Should a neg­a­tive thought come into your mind, im­me­di­ately ex­pel it by stat­ing a pos­i­tive af­fir­ma­tion. When you wake up in the morn­ing, take 30 sec­onds to say, “My life is a won­der­ful gift,” “Thank you, God, for all of my bless­ings,” “I’m get­ting bet­ter and bet­ter,” and “Some­thing fan­tas­tic is go­ing to hap­pen to me

to­day.” Then, through­out the day, look for the good and the beauty that sur­rounds you. Be op­ti­mistic, and ex­pect sit­u­a­tions to work out in your fa­vor. The mo­ment you put new and pos­i­tive thought into your mind, you can leave those prob­lems be­hind and move in a com­pletely new and dif­fer­ent di­rec­tion.

While re­cov­er­ing from World War 1 in­juries, a man named DeWitt Wal- lace had a unique, in­spired idea. He thought it would help peo­ple if there were one pub­li­ca­tion that had con­densed ar­ti­cles. These ar­ti­cles would be writ­ten on a wide va­ri­ety of sub­jects and would be easy for peo­ple to read.

Wal­lace ap­proached some mag­a­zine pub­lish­ers with his cre­ative con­cept, and they said, “no.” He as­sem­bled a sam­ple is­sue and sent it to other pub­lish­ers. They re­jected his con­cept. Many crit­i­cized what he wanted to do. Then, one ed­i­tor even told Wal­lace he would never sell enough sub­scrip­tions to suc­ceed. One af­ter the other, his idea was dis­carded.

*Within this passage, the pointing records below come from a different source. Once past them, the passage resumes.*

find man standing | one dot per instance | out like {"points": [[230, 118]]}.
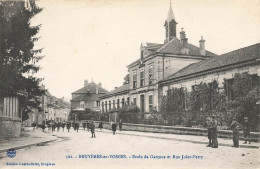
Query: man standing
{"points": [[120, 124], [246, 131], [114, 128], [208, 125], [235, 127], [68, 126], [214, 130], [92, 129]]}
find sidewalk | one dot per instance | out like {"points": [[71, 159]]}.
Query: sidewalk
{"points": [[186, 138], [28, 138]]}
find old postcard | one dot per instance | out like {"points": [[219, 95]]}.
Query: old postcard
{"points": [[129, 84]]}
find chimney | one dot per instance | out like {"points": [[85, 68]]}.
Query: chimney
{"points": [[184, 40], [96, 89], [202, 46], [85, 83]]}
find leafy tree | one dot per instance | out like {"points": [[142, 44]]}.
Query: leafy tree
{"points": [[246, 94], [18, 58], [126, 79]]}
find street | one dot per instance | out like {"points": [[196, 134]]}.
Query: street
{"points": [[77, 150]]}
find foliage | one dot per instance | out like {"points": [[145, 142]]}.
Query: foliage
{"points": [[184, 108], [18, 57], [129, 114]]}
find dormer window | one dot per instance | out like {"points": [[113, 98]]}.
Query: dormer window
{"points": [[134, 80], [142, 77]]}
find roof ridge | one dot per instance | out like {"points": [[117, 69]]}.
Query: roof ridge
{"points": [[240, 49]]}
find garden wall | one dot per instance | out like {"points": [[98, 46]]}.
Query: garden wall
{"points": [[255, 136]]}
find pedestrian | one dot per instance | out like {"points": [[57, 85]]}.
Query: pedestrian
{"points": [[53, 126], [73, 125], [246, 131], [88, 125], [68, 126], [84, 125], [43, 126], [214, 132], [208, 125], [100, 125], [58, 126], [63, 125], [235, 127], [77, 126], [34, 125], [92, 129], [114, 128], [120, 125]]}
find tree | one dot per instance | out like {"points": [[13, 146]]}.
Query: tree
{"points": [[246, 94], [18, 58]]}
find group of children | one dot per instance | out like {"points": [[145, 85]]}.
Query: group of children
{"points": [[211, 124]]}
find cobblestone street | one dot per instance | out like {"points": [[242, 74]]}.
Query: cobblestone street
{"points": [[66, 151]]}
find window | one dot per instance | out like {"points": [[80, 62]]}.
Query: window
{"points": [[102, 106], [114, 104], [118, 102], [142, 78], [134, 80], [109, 105], [229, 90], [150, 75], [134, 100], [123, 102], [151, 103], [81, 104]]}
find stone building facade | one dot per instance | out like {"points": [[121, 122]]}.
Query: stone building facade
{"points": [[88, 97]]}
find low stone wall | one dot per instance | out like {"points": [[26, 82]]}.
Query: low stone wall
{"points": [[255, 136], [10, 127]]}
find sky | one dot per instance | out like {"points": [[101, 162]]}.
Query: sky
{"points": [[85, 39]]}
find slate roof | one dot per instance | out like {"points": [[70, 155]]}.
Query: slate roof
{"points": [[174, 47], [91, 88], [234, 57], [117, 90], [88, 97]]}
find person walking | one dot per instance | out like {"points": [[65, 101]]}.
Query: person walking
{"points": [[77, 126], [246, 131], [120, 125], [114, 128], [235, 127], [34, 125], [68, 126], [100, 125], [208, 125], [84, 124], [88, 125], [214, 130], [92, 129]]}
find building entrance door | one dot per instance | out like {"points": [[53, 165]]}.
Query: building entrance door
{"points": [[142, 103]]}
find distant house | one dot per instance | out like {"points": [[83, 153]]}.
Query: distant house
{"points": [[88, 97]]}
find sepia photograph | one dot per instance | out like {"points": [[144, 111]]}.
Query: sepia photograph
{"points": [[138, 84]]}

Yet, Wal­lace didn’t give up on his heart’s dream. He didn’t dwell on neg­a­tive thoughts. Rather, he fo­cused on pos­si­bil­i­ties. With a pos­i­tive mind­set, pa­tience and per­sis­tence, Wal­lace and his wife, Lila, brought their vi­sion to real­ity and pub­lished their first is­sue of Reader’s Digest Mag­a­zine out of their home. In spite of ob­sta­cles, Wal­lace pressed on. Now, Reader’s Digest is one of the most widely cir­cu­lated pe­ri­od­i­cals in the world.